Wednesday, March 19, 2008

Does The LA Times Op-Ed Editor Hate Women?

Sometimes editorial judgments can’t be called into question until you notice a pattern. Publish one widely-criticized questionable woman-hating op-ed, and maybe you can just say it’s a goof.

But I’ve been reading the Los Angeles Times op-ed pages for a month now as part of my job’s Women’s Monitor project (wherein we encourage people from across the country to monitor their newspapers op-ed pages and count how many women are published on any given day. Hint: The answer is always few if any) and the LA Times editorial pages really are making me questions if they know how much their editorial choices reflect how much they hate women?

Is any one particular op-ed? Like the one on February 24 by Heather MacDonald that says basically “rape crisis? There’s no rape crisis…its just women having one-night stands and regretting it.” Which wasn’t all that different from (the unfortunately widely reprinted) Meghan Daum’s column which should have been titled “Sluts, I see sluts everywhere! Damn you feminism!”

Or its staff columnist Rosa Brooks who decided to get angry at Hillary Clinton over Elliot Spitzer’s behavior? (But not McCain or Obama…just Hillary).

Or Patty Kelly who seems to think that the model for decriminalizing prostitution is Mexico?! And absolutely not Sweden (which actually might have the best solution for balancing women’s rights and safety). Everything she wrote makes me wonder if actually spoke Spanish to the women she interviewed. Sample bit of cluelessness:

Of the 140 women who worked at the Galactic Zone, as the brothel was called, only five had a pimp (and in each of those cases, they insisted the man was their boyfriend).
I guess she doesn’t know its pretty common for women to think of their pimp as their boyfriend.

Or maybe its having that Elizabeth Wurtzel write about feminism. Here’s a sample:
Feminism, which was meant to be fun, has lately started to seem so sour. Men, particularly married men, often dislike Hillary Clinton, and I suspect that it's because she represents the unsexy wing of the women's movement. She comes across as nearly neutered, as the woman whose husband would cheat on her -- and, in fact, we know he did. But it cannot be the case that we went through all that bra-burning and consciousness-raising to be left choosing between, yet again, the madonna or the whore.
Because feminism today is all about herself and what she can write without doing any research. And, no, having someone write a “Blowback” response column isn’t the right response either. Now it become a pitted debate: “Feminists, do they suck or actually do some good? You decide!”

And sometimes the editorial choices are just stupid. Like the University of Washington professor who felt the need to argue that expecting men to be monogamous is like asking them to be like worms or something. And yes, here’s the rebuttal column they ran several days later.

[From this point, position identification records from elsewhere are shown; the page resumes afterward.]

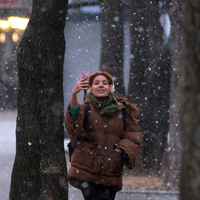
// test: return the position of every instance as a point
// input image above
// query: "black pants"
(92, 191)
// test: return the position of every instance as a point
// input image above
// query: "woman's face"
(100, 86)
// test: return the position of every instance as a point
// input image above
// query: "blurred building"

This seems to be the pattern. Run some terrible outrageous column that discusses some aspect of femaleness or women’s sexuality, and then, as the outraged letters appear, run a response column. Presto! Now you have balance. Something shitty said about women and something said to refute it. Great. I guess as long as you run a response column everything is okay.

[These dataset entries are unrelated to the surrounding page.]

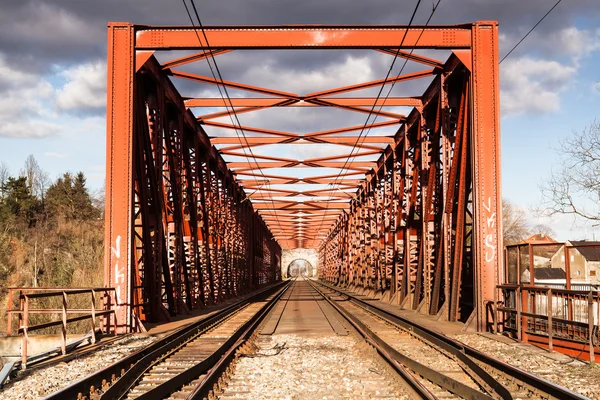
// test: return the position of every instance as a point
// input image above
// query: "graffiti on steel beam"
(490, 242)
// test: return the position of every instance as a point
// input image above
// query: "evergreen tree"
(68, 197)
(18, 202)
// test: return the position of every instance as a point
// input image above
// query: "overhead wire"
(358, 142)
(531, 30)
(233, 113)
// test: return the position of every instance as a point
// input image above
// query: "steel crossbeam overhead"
(197, 209)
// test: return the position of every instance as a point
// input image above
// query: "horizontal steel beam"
(305, 37)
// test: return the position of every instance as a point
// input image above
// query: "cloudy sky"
(53, 76)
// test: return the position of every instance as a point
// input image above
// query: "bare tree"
(514, 223)
(4, 174)
(575, 187)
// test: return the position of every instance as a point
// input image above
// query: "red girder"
(419, 224)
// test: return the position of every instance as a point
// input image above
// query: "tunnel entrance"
(300, 267)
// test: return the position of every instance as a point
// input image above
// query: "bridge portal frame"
(452, 206)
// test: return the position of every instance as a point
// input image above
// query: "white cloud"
(53, 154)
(352, 70)
(574, 42)
(28, 129)
(533, 86)
(85, 87)
(24, 103)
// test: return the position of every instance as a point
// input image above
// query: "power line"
(239, 125)
(531, 30)
(370, 111)
(434, 8)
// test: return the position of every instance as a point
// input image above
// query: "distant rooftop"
(584, 247)
(539, 238)
(550, 273)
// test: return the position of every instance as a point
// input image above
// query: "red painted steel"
(421, 229)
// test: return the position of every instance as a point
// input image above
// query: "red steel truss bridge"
(198, 211)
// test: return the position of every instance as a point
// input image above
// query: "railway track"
(192, 363)
(185, 363)
(444, 367)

It wasn’t until I started counting the day’s columns for the number of women authors (which many days there weren’t any, and many days the only woman printed wrote something derogatory about women’s behavior) that I started to get really angry at the LA Times and what they think their Op-Ed pages are for. What kind of debates and ideas do they want discussed on them and frankly, who qualifies to talk about what subjects.

Sure, Joel Stein writes a really shitty column about women, but if you look at the Op-Ed pages over time you figure out that’s just par for the course at the LA Times. He’s not an outlier, he fits right in.